He moves around the car, showing me all the things he’s done, and telling me about how he found each part, and I follow close enough to breathe in the scent of his cologne. It doesn’t take me long to realize he still uses the same cologne brand I bought him for his eighteenth birthday. I’m so lost in thought, I don’t notice when he stops abruptly, causing me to bump into his back.
“Sorry,” I mumble, as he turns around and grabs my wrists to steady me. My heart beats staccato against my chest when his thumb brushes across my pulse point and I feel like I might combust into fragments right here.

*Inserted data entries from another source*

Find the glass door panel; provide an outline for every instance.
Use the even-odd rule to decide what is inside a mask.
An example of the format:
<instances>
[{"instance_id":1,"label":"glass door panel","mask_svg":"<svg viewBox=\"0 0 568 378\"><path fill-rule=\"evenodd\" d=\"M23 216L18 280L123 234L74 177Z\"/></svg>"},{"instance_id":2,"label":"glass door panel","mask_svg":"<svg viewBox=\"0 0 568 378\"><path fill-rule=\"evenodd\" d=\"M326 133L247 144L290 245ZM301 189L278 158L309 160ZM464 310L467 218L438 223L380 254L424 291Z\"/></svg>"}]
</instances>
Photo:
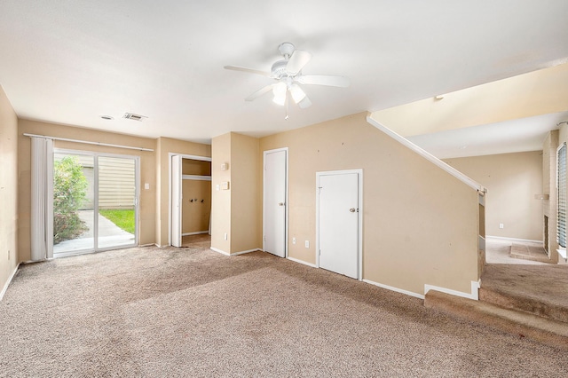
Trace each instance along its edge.
<instances>
[{"instance_id":1,"label":"glass door panel","mask_svg":"<svg viewBox=\"0 0 568 378\"><path fill-rule=\"evenodd\" d=\"M98 248L136 245L136 159L99 156Z\"/></svg>"},{"instance_id":2,"label":"glass door panel","mask_svg":"<svg viewBox=\"0 0 568 378\"><path fill-rule=\"evenodd\" d=\"M92 250L94 157L53 154L53 254Z\"/></svg>"}]
</instances>

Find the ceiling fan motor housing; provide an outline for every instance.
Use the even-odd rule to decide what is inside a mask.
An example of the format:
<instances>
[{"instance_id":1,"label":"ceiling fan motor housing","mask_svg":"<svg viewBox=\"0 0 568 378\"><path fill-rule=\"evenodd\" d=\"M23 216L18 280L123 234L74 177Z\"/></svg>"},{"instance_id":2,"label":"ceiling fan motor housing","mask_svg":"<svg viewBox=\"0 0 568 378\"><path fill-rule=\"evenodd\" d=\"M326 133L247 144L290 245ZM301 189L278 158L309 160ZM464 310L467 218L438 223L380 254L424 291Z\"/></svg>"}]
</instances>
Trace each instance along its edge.
<instances>
[{"instance_id":1,"label":"ceiling fan motor housing","mask_svg":"<svg viewBox=\"0 0 568 378\"><path fill-rule=\"evenodd\" d=\"M271 68L271 76L274 79L281 79L288 75L286 73L286 66L288 65L287 59L279 60L274 63Z\"/></svg>"}]
</instances>

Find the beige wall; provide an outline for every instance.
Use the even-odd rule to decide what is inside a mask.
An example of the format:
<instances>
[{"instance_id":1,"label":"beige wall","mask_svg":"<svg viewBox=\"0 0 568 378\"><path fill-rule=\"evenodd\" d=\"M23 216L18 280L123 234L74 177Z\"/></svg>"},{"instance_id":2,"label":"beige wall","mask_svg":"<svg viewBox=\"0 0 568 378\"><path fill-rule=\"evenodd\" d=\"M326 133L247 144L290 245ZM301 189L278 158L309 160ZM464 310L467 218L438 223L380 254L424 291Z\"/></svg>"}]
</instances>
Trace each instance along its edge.
<instances>
[{"instance_id":1,"label":"beige wall","mask_svg":"<svg viewBox=\"0 0 568 378\"><path fill-rule=\"evenodd\" d=\"M18 266L18 118L0 86L0 293Z\"/></svg>"},{"instance_id":2,"label":"beige wall","mask_svg":"<svg viewBox=\"0 0 568 378\"><path fill-rule=\"evenodd\" d=\"M568 63L373 113L408 137L566 111ZM439 93L443 94L443 93Z\"/></svg>"},{"instance_id":3,"label":"beige wall","mask_svg":"<svg viewBox=\"0 0 568 378\"><path fill-rule=\"evenodd\" d=\"M485 233L542 240L542 151L446 159L487 188ZM499 228L503 224L503 228Z\"/></svg>"},{"instance_id":4,"label":"beige wall","mask_svg":"<svg viewBox=\"0 0 568 378\"><path fill-rule=\"evenodd\" d=\"M18 134L19 154L19 256L20 261L30 259L30 156L31 139L24 133L47 135L70 139L96 141L114 145L130 146L144 148L155 148L155 140L129 135L98 131L71 126L63 126L36 121L20 120ZM153 244L154 238L155 219L155 182L156 171L154 153L123 148L108 147L83 143L55 141L55 148L79 151L93 151L122 155L140 157L140 214L139 214L139 244ZM144 183L150 184L150 189L144 189Z\"/></svg>"},{"instance_id":5,"label":"beige wall","mask_svg":"<svg viewBox=\"0 0 568 378\"><path fill-rule=\"evenodd\" d=\"M157 175L157 199L156 209L156 244L158 246L168 245L169 227L169 201L170 201L170 158L169 154L179 154L201 157L211 157L211 146L201 143L193 143L170 138L159 138L157 139L155 154L156 175Z\"/></svg>"},{"instance_id":6,"label":"beige wall","mask_svg":"<svg viewBox=\"0 0 568 378\"><path fill-rule=\"evenodd\" d=\"M211 248L231 253L231 134L216 137L211 145ZM228 169L222 170L221 164L228 164ZM229 189L223 190L224 182L229 183ZM218 186L217 186L218 185ZM218 190L217 190L218 187ZM226 240L225 234L226 233Z\"/></svg>"},{"instance_id":7,"label":"beige wall","mask_svg":"<svg viewBox=\"0 0 568 378\"><path fill-rule=\"evenodd\" d=\"M260 139L288 147L288 256L316 263L316 172L363 169L363 278L423 294L470 293L477 274L477 193L366 121L367 114ZM262 170L259 169L262 173ZM293 245L291 238L310 240Z\"/></svg>"},{"instance_id":8,"label":"beige wall","mask_svg":"<svg viewBox=\"0 0 568 378\"><path fill-rule=\"evenodd\" d=\"M214 138L212 146L211 247L229 254L260 249L259 140L231 132ZM228 169L221 169L224 163Z\"/></svg>"},{"instance_id":9,"label":"beige wall","mask_svg":"<svg viewBox=\"0 0 568 378\"><path fill-rule=\"evenodd\" d=\"M259 141L231 133L231 252L262 248Z\"/></svg>"}]
</instances>

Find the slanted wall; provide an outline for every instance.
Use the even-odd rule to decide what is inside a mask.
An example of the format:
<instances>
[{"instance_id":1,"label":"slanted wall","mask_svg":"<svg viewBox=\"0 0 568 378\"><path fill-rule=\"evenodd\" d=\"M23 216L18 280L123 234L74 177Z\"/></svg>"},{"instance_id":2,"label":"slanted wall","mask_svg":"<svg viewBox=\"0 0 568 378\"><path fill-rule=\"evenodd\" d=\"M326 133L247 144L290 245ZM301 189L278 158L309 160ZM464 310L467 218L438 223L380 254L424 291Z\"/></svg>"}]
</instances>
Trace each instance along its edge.
<instances>
[{"instance_id":1,"label":"slanted wall","mask_svg":"<svg viewBox=\"0 0 568 378\"><path fill-rule=\"evenodd\" d=\"M363 169L363 279L422 295L478 280L477 191L351 115L260 139L288 147L288 256L316 263L316 172ZM310 240L292 244L291 238Z\"/></svg>"}]
</instances>

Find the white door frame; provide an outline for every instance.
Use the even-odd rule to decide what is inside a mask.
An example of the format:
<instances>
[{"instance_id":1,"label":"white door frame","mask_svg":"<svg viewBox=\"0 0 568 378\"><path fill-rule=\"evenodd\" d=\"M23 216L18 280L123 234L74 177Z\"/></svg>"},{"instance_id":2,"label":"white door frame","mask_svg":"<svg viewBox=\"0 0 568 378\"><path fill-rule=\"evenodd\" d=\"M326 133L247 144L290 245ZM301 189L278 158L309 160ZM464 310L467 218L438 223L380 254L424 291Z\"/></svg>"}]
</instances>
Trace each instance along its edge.
<instances>
[{"instance_id":1,"label":"white door frame","mask_svg":"<svg viewBox=\"0 0 568 378\"><path fill-rule=\"evenodd\" d=\"M286 152L286 178L284 180L284 182L286 183L286 204L285 204L285 208L284 208L284 258L288 258L288 147L282 147L282 148L276 148L273 150L266 150L263 152L263 251L266 251L266 246L264 243L264 230L266 229L266 224L265 224L265 209L266 209L266 175L264 175L264 167L265 167L265 161L266 161L266 155L268 154L273 154L273 153L278 153L280 151L285 151Z\"/></svg>"},{"instance_id":2,"label":"white door frame","mask_svg":"<svg viewBox=\"0 0 568 378\"><path fill-rule=\"evenodd\" d=\"M171 159L174 155L179 155L183 159L199 160L201 161L212 161L212 158L209 156L188 155L185 154L168 153L168 245L171 246ZM182 172L183 174L183 172ZM213 167L211 166L211 175L213 174ZM183 176L183 175L182 175ZM210 218L210 216L209 216ZM181 233L181 230L180 230Z\"/></svg>"},{"instance_id":3,"label":"white door frame","mask_svg":"<svg viewBox=\"0 0 568 378\"><path fill-rule=\"evenodd\" d=\"M320 268L320 177L356 173L359 177L359 203L357 213L359 222L358 235L358 274L357 279L363 280L363 169L327 170L316 172L316 267Z\"/></svg>"}]
</instances>

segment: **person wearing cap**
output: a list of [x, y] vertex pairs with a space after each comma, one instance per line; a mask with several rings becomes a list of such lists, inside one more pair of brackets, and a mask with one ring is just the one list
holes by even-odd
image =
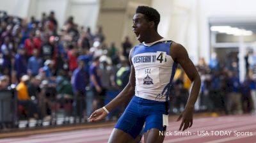
[[28, 61], [28, 73], [36, 76], [38, 74], [39, 69], [43, 66], [43, 60], [39, 57], [37, 49], [34, 49], [33, 52], [33, 56]]
[[29, 95], [28, 84], [30, 78], [28, 75], [23, 75], [20, 82], [16, 87], [18, 98], [18, 105], [22, 105], [28, 112], [28, 117], [38, 118], [38, 108], [36, 105], [33, 102]]

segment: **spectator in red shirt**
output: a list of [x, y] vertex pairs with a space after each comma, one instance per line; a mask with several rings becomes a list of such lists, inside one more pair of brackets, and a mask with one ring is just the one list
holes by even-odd
[[29, 38], [25, 40], [26, 56], [27, 59], [33, 56], [33, 50], [35, 48], [33, 37], [34, 34], [31, 33], [29, 34]]

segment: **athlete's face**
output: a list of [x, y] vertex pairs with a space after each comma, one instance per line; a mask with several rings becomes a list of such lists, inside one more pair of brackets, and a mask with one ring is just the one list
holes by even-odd
[[149, 21], [145, 16], [141, 13], [136, 13], [133, 17], [132, 31], [140, 42], [142, 43], [146, 40], [149, 29]]

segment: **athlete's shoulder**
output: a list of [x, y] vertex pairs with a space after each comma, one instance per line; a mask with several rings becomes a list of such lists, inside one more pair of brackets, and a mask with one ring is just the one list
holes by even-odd
[[173, 41], [170, 46], [171, 56], [174, 60], [188, 56], [188, 52], [180, 43]]

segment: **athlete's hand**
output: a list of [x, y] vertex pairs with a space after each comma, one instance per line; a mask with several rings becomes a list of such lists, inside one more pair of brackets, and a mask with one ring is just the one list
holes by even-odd
[[99, 109], [94, 111], [88, 119], [89, 122], [95, 122], [100, 120], [107, 116], [108, 113], [102, 109]]
[[185, 109], [180, 114], [180, 116], [176, 120], [179, 121], [182, 118], [182, 121], [181, 122], [180, 128], [180, 130], [182, 128], [182, 131], [184, 131], [188, 128], [190, 128], [193, 124], [193, 113], [194, 112], [194, 108]]

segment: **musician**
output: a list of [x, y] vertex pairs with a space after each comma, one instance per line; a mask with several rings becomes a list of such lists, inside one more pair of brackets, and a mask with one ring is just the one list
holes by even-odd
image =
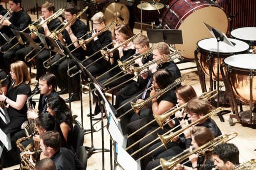
[[40, 148], [44, 156], [51, 158], [56, 170], [84, 170], [83, 164], [70, 150], [61, 147], [61, 139], [59, 132], [49, 131], [40, 135]]
[[221, 144], [213, 150], [214, 165], [220, 170], [232, 170], [239, 164], [239, 150], [233, 144]]
[[[7, 77], [7, 74], [3, 70], [0, 69], [0, 81], [4, 79]], [[0, 91], [1, 91], [2, 93], [4, 95], [6, 95], [7, 93], [8, 85], [9, 84], [9, 79], [6, 78], [6, 79], [3, 82], [1, 82], [1, 89]]]
[[[192, 146], [190, 148], [196, 149], [214, 139], [214, 136], [208, 128], [203, 126], [194, 126], [191, 130], [191, 139]], [[210, 150], [202, 155], [199, 155], [198, 153], [191, 154], [189, 158], [192, 163], [192, 167], [178, 165], [174, 169], [211, 170], [214, 167], [213, 156]]]
[[[138, 55], [150, 49], [149, 40], [146, 36], [142, 34], [134, 39], [133, 44], [136, 49], [136, 53]], [[153, 56], [153, 54], [150, 54], [146, 58], [138, 59], [135, 61], [135, 63], [139, 66], [141, 66], [149, 61], [152, 60]], [[123, 101], [140, 93], [141, 91], [145, 89], [146, 85], [147, 82], [141, 76], [139, 77], [137, 82], [131, 81], [129, 84], [119, 91], [116, 95], [116, 107], [118, 107]]]
[[[31, 79], [26, 64], [21, 61], [12, 63], [10, 74], [12, 81], [8, 89], [7, 94], [0, 95], [0, 101], [4, 101], [7, 104], [7, 112], [10, 122], [4, 124], [0, 123], [1, 129], [7, 134], [10, 134], [11, 139], [16, 132], [20, 131], [21, 124], [26, 120], [27, 107], [25, 104], [28, 96], [31, 95], [30, 84]], [[16, 146], [16, 141], [12, 142], [12, 146]], [[13, 146], [12, 147], [13, 147]], [[18, 160], [13, 160], [12, 157], [6, 151], [2, 153], [2, 158], [6, 159], [3, 161], [3, 166], [9, 166], [18, 163]]]
[[[98, 32], [106, 27], [106, 19], [104, 14], [101, 12], [99, 12], [95, 14], [91, 19], [93, 23], [93, 33], [91, 37], [95, 36]], [[93, 40], [86, 45], [87, 48], [85, 53], [87, 56], [91, 56], [90, 58], [87, 59], [83, 63], [83, 65], [86, 67], [86, 69], [94, 76], [98, 74], [102, 74], [106, 72], [108, 68], [108, 63], [103, 58], [99, 59], [97, 61], [95, 61], [101, 56], [99, 50], [103, 47], [110, 44], [112, 40], [112, 35], [110, 31], [107, 30], [103, 32], [101, 34], [96, 36]], [[112, 47], [112, 46], [111, 46]], [[93, 55], [95, 52], [98, 51], [95, 55]], [[94, 64], [91, 64], [93, 62]], [[89, 65], [90, 66], [88, 66]], [[72, 73], [75, 73], [78, 71], [77, 67], [72, 70]], [[79, 75], [76, 75], [71, 78], [72, 81], [72, 92], [73, 94], [70, 97], [70, 101], [74, 101], [80, 100], [80, 79]], [[69, 102], [69, 98], [65, 100], [67, 102]]]
[[[157, 43], [154, 45], [152, 47], [153, 49], [153, 58], [155, 60], [158, 60], [166, 56], [167, 55], [168, 55], [170, 53], [170, 49], [169, 49], [169, 47], [167, 44], [165, 43], [160, 42], [159, 43]], [[181, 76], [180, 72], [177, 67], [176, 65], [173, 61], [170, 61], [169, 59], [166, 59], [165, 61], [162, 61], [160, 62], [161, 63], [161, 64], [159, 64], [158, 66], [157, 64], [152, 65], [150, 67], [150, 70], [152, 73], [155, 73], [157, 70], [160, 69], [166, 69], [168, 71], [169, 71], [172, 75], [172, 77], [173, 80], [177, 79], [177, 78]], [[146, 80], [145, 81], [147, 82], [147, 85], [145, 87], [145, 91], [143, 93], [142, 95], [138, 97], [138, 98], [141, 98], [142, 99], [144, 99], [147, 98], [147, 97], [149, 96], [150, 92], [146, 90], [146, 89], [150, 87], [152, 84], [152, 82], [153, 79], [153, 75], [154, 74], [151, 73], [148, 73], [148, 72], [146, 72], [145, 73], [142, 74], [142, 77], [143, 79]], [[133, 98], [133, 97], [132, 97]], [[131, 109], [131, 106], [130, 104], [129, 103], [128, 101], [130, 101], [132, 98], [128, 98], [127, 100], [125, 100], [121, 102], [120, 105], [123, 105], [123, 104], [127, 103], [124, 106], [122, 107], [118, 111], [118, 113], [119, 115], [122, 115], [123, 113], [125, 113], [128, 110]], [[134, 99], [133, 100], [133, 102], [136, 102]], [[129, 113], [127, 115], [125, 116], [126, 117], [128, 116], [129, 115], [132, 115], [133, 113]], [[128, 119], [129, 118], [128, 118]], [[123, 120], [125, 120], [126, 119], [123, 118]], [[121, 119], [121, 121], [122, 119]], [[122, 123], [121, 123], [121, 124]]]
[[[191, 99], [188, 102], [186, 107], [187, 116], [190, 119], [191, 122], [198, 120], [210, 112], [211, 109], [211, 106], [208, 101], [199, 97]], [[179, 121], [180, 123], [182, 124], [182, 127], [186, 126], [184, 119], [180, 118]], [[200, 122], [197, 126], [204, 126], [209, 128], [215, 137], [222, 134], [216, 122], [211, 118]], [[171, 157], [182, 152], [185, 148], [189, 147], [191, 145], [192, 141], [191, 131], [191, 128], [185, 130], [183, 133], [179, 137], [173, 139], [172, 142], [168, 143], [166, 146], [166, 147], [168, 148], [168, 150], [166, 150], [166, 148], [163, 146], [154, 152], [151, 156], [154, 158], [155, 160], [149, 163], [147, 166], [146, 170], [151, 170], [159, 165], [159, 159], [167, 157]], [[153, 150], [161, 144], [162, 143], [160, 142], [150, 147], [149, 151]], [[166, 159], [168, 159], [168, 158]]]
[[[54, 13], [55, 7], [53, 3], [46, 1], [42, 4], [41, 13], [42, 17], [43, 20], [47, 20], [49, 17], [51, 16]], [[52, 20], [50, 22], [45, 22], [40, 27], [39, 27], [38, 31], [39, 33], [45, 34], [47, 36], [50, 36], [51, 31], [53, 31], [61, 25], [61, 21], [57, 18]], [[36, 35], [33, 33], [31, 34], [31, 38], [35, 40], [35, 42], [39, 43], [40, 40]], [[24, 56], [26, 54], [28, 54], [33, 48], [28, 47], [26, 48], [27, 52], [25, 51], [25, 48], [23, 48], [17, 51], [15, 55], [17, 58], [20, 60], [23, 60]], [[30, 57], [32, 57], [35, 55], [39, 50], [34, 50], [30, 55]], [[48, 50], [44, 50], [39, 53], [35, 57], [35, 65], [36, 66], [36, 74], [35, 79], [37, 80], [39, 79], [40, 77], [46, 73], [46, 69], [43, 67], [43, 62], [49, 57], [50, 55]], [[37, 91], [38, 88], [39, 84], [35, 86], [35, 88], [33, 90], [33, 93]]]
[[[3, 27], [4, 29], [3, 32], [9, 37], [12, 37], [14, 35], [11, 31], [11, 29], [18, 31], [23, 31], [31, 23], [31, 18], [21, 7], [21, 0], [9, 0], [8, 3], [10, 5], [10, 8], [13, 12], [11, 14], [11, 18], [9, 20], [6, 19], [3, 20], [1, 24], [4, 26]], [[28, 32], [28, 30], [25, 30], [25, 32]], [[14, 38], [11, 43], [4, 46], [1, 49], [1, 50], [2, 51], [6, 51], [17, 42], [18, 42], [18, 40]], [[7, 71], [9, 71], [10, 65], [13, 62], [13, 58], [15, 56], [15, 52], [23, 47], [23, 45], [19, 44], [5, 54], [1, 53], [0, 58], [3, 58], [4, 66], [6, 67]]]
[[36, 162], [34, 169], [35, 170], [56, 170], [56, 166], [51, 159], [44, 158]]
[[[65, 30], [62, 33], [59, 35], [59, 39], [64, 44], [67, 46], [71, 45], [68, 48], [70, 51], [79, 47], [79, 44], [77, 42], [78, 39], [82, 37], [87, 32], [87, 26], [84, 22], [77, 18], [78, 11], [77, 7], [71, 3], [68, 4], [65, 7], [64, 14], [65, 20], [67, 22], [72, 20], [74, 20], [65, 28]], [[83, 49], [81, 47], [79, 47], [72, 52], [72, 54], [79, 60], [82, 60], [83, 57]], [[60, 55], [57, 55], [53, 59], [52, 62], [55, 62], [61, 57]], [[75, 61], [65, 58], [63, 60], [59, 61], [54, 65], [52, 65], [48, 70], [48, 72], [54, 73], [56, 76], [58, 86], [61, 89], [60, 94], [67, 93], [67, 71], [68, 68], [71, 68], [75, 65]]]
[[[114, 48], [118, 47], [120, 44], [131, 38], [133, 36], [133, 33], [130, 30], [130, 28], [128, 25], [125, 24], [121, 24], [117, 27], [115, 27], [115, 42]], [[127, 44], [124, 45], [122, 47], [120, 47], [118, 49], [118, 50], [115, 50], [113, 52], [113, 54], [110, 54], [109, 61], [111, 65], [110, 67], [113, 68], [117, 65], [117, 60], [120, 60], [121, 61], [124, 61], [135, 53], [135, 50], [134, 49], [134, 45], [132, 42], [130, 42]], [[114, 70], [108, 72], [107, 73], [104, 74], [104, 75], [99, 77], [98, 80], [101, 83], [103, 83], [105, 81], [109, 79], [111, 77], [113, 77], [115, 75], [118, 74], [119, 73], [122, 72], [119, 67], [117, 67]], [[116, 79], [115, 81], [111, 83], [109, 83], [105, 87], [106, 88], [110, 88], [113, 86], [118, 85], [129, 79], [130, 79], [132, 75], [131, 74], [127, 74], [125, 76], [121, 77], [120, 76], [124, 75], [122, 73], [118, 76], [115, 76], [114, 78]], [[119, 77], [119, 78], [118, 78]], [[113, 80], [113, 79], [112, 79]], [[125, 85], [122, 86], [122, 87]], [[121, 88], [121, 87], [120, 87]], [[94, 114], [96, 115], [93, 120], [98, 120], [101, 118], [101, 113], [99, 113], [100, 109], [98, 105], [96, 104]], [[103, 116], [105, 115], [103, 113]]]
[[38, 88], [40, 95], [38, 102], [38, 114], [33, 111], [29, 111], [28, 112], [28, 118], [35, 119], [38, 115], [46, 113], [47, 98], [60, 97], [55, 91], [56, 86], [56, 78], [54, 74], [47, 73], [40, 77]]
[[72, 114], [65, 101], [61, 97], [48, 98], [47, 112], [55, 118], [55, 130], [61, 128], [62, 146], [71, 149], [71, 137], [73, 130]]

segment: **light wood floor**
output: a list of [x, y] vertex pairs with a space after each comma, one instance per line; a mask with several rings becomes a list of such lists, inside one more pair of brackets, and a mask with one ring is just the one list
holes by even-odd
[[[32, 15], [32, 20], [34, 21], [35, 18], [35, 15]], [[138, 30], [135, 29], [134, 33], [136, 33]], [[145, 34], [145, 31], [143, 31], [143, 34]], [[195, 64], [194, 62], [190, 62], [189, 63], [184, 63], [178, 65], [180, 69], [184, 68], [189, 68], [192, 66], [195, 66]], [[35, 70], [33, 70], [33, 73], [35, 73]], [[199, 81], [199, 78], [196, 74], [196, 69], [193, 69], [183, 71], [181, 72], [182, 75], [185, 74], [189, 74], [189, 78], [185, 81], [183, 84], [190, 84], [192, 85], [196, 91], [197, 95], [199, 96], [202, 93], [200, 83]], [[36, 80], [34, 78], [34, 74], [33, 74], [34, 77], [32, 78], [32, 89], [33, 89]], [[64, 98], [68, 97], [67, 95], [64, 95], [62, 96]], [[33, 98], [38, 98], [39, 96], [35, 96]], [[36, 106], [37, 107], [37, 106]], [[245, 106], [245, 109], [248, 108]], [[93, 106], [93, 109], [94, 108], [94, 105]], [[226, 108], [227, 110], [230, 110], [230, 108]], [[81, 108], [80, 101], [76, 101], [72, 103], [71, 109], [72, 110], [73, 114], [76, 114], [78, 116], [77, 119], [80, 122], [81, 120]], [[85, 129], [90, 129], [90, 120], [89, 117], [86, 115], [89, 113], [89, 95], [83, 94], [83, 122], [84, 127]], [[223, 134], [229, 134], [232, 132], [236, 132], [238, 133], [238, 136], [235, 139], [231, 141], [231, 143], [235, 144], [238, 147], [240, 151], [240, 161], [243, 162], [244, 161], [248, 160], [253, 158], [256, 158], [256, 133], [255, 128], [248, 127], [244, 126], [240, 123], [235, 123], [235, 125], [233, 126], [230, 126], [228, 121], [229, 118], [229, 115], [226, 114], [224, 116], [225, 121], [224, 122], [221, 122], [218, 116], [215, 116], [213, 117], [213, 119], [217, 122], [218, 126], [221, 130]], [[236, 120], [234, 119], [234, 122], [235, 123]], [[104, 120], [104, 122], [106, 124], [107, 121]], [[96, 129], [98, 129], [100, 128], [100, 123], [99, 123], [94, 126]], [[107, 131], [104, 129], [104, 148], [109, 148], [109, 135], [108, 134]], [[94, 146], [95, 147], [101, 147], [101, 131], [99, 131], [98, 132], [94, 133]], [[85, 140], [84, 146], [91, 146], [91, 134], [86, 134], [85, 135]], [[105, 165], [104, 167], [105, 170], [110, 170], [110, 155], [109, 152], [105, 153]], [[94, 153], [91, 157], [88, 159], [87, 164], [87, 170], [100, 170], [102, 169], [102, 153], [101, 152], [97, 152]], [[4, 170], [13, 170], [18, 168], [18, 166], [13, 166], [8, 168], [4, 169]]]

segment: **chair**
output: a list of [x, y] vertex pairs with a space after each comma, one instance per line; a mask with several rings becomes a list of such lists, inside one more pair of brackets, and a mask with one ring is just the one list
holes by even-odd
[[84, 132], [79, 124], [76, 124], [74, 126], [71, 136], [71, 145], [77, 155], [79, 147], [84, 144]]
[[86, 152], [86, 149], [85, 146], [80, 146], [79, 147], [77, 155], [78, 159], [84, 166], [85, 170], [86, 170], [86, 167], [87, 166], [87, 152]]

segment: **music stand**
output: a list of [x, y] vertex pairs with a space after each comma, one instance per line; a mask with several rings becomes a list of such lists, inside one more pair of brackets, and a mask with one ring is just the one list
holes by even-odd
[[147, 35], [150, 43], [164, 42], [167, 44], [183, 44], [180, 29], [147, 29]]
[[[207, 28], [208, 31], [211, 33], [214, 38], [215, 38], [217, 40], [217, 107], [220, 106], [220, 56], [219, 51], [219, 46], [220, 41], [222, 41], [224, 43], [227, 44], [229, 46], [234, 47], [235, 43], [231, 42], [228, 38], [226, 36], [225, 34], [217, 28], [209, 25], [206, 23], [203, 22], [203, 24]], [[226, 114], [230, 112], [229, 110], [222, 110], [218, 113], [218, 115], [220, 118], [221, 121], [224, 122], [224, 118], [222, 116], [223, 114]]]

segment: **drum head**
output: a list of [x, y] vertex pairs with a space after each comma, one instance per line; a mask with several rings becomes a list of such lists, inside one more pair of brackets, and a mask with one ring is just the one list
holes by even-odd
[[[220, 42], [219, 51], [220, 53], [234, 53], [245, 51], [249, 49], [249, 45], [242, 41], [229, 38], [229, 40], [235, 45], [234, 47], [228, 45], [223, 42]], [[214, 38], [207, 38], [200, 40], [197, 43], [197, 46], [200, 48], [215, 53], [218, 52], [217, 40]]]
[[183, 18], [183, 22], [179, 27], [175, 28], [182, 30], [183, 44], [176, 45], [175, 46], [177, 49], [186, 51], [184, 56], [186, 58], [194, 58], [194, 51], [199, 40], [212, 37], [203, 22], [224, 33], [227, 30], [228, 21], [225, 12], [219, 7], [207, 5], [207, 7], [198, 10], [195, 8], [196, 11], [190, 14], [185, 20]]
[[256, 27], [245, 27], [234, 29], [230, 32], [232, 37], [240, 40], [256, 41]]
[[225, 58], [224, 63], [235, 68], [256, 70], [256, 54], [234, 55]]

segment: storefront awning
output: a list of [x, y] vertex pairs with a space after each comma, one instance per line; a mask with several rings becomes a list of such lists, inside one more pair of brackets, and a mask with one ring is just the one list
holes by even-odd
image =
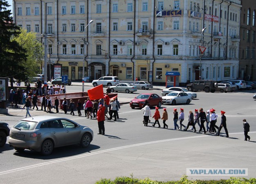
[[165, 75], [168, 76], [179, 76], [181, 75], [179, 72], [167, 72]]

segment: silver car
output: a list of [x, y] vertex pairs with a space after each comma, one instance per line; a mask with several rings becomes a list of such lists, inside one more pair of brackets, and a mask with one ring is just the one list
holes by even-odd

He’s standing close. Too close. Our bodies are just inches apart, and I wonder if we still would fit together like pieces of a jigsaw puzzle, the way we used to when we’d curl into each other on the couch while watching a movie. I can see the steady rise and fall of his chest as I stare straight ahead at his body, not wanting to risk looking him in the eyes because I’m worried about what I’ll say if I do. That I’ll admit I regret not choosing him that one day. That I’ve missed him every day since. That I never stopped loving him. I can feel the warmth of his breath skim the top of my head, and when his Adam’s apple bobs in this throat, I know he’s as affected by me as I am by him.
But he’s not mine to have. Not anymore. He belongs to someone else now. Clearing my throat, I try to focus my thoughts on finding a neutral topic, but his proximity to me is making it impossible for me to think. I take a step back, and for a second I think I see disappointment flash across his face, but when I look again, it’s gone.
He turns away from me and heads to the other side of the barn, stretching his arm to grab a key hidden inside a broken birdhouse on a shelf. Letting it dangle from his index finger, he holds it up and smirks at me. “Whaddya say? Want to take her out for her first spin?”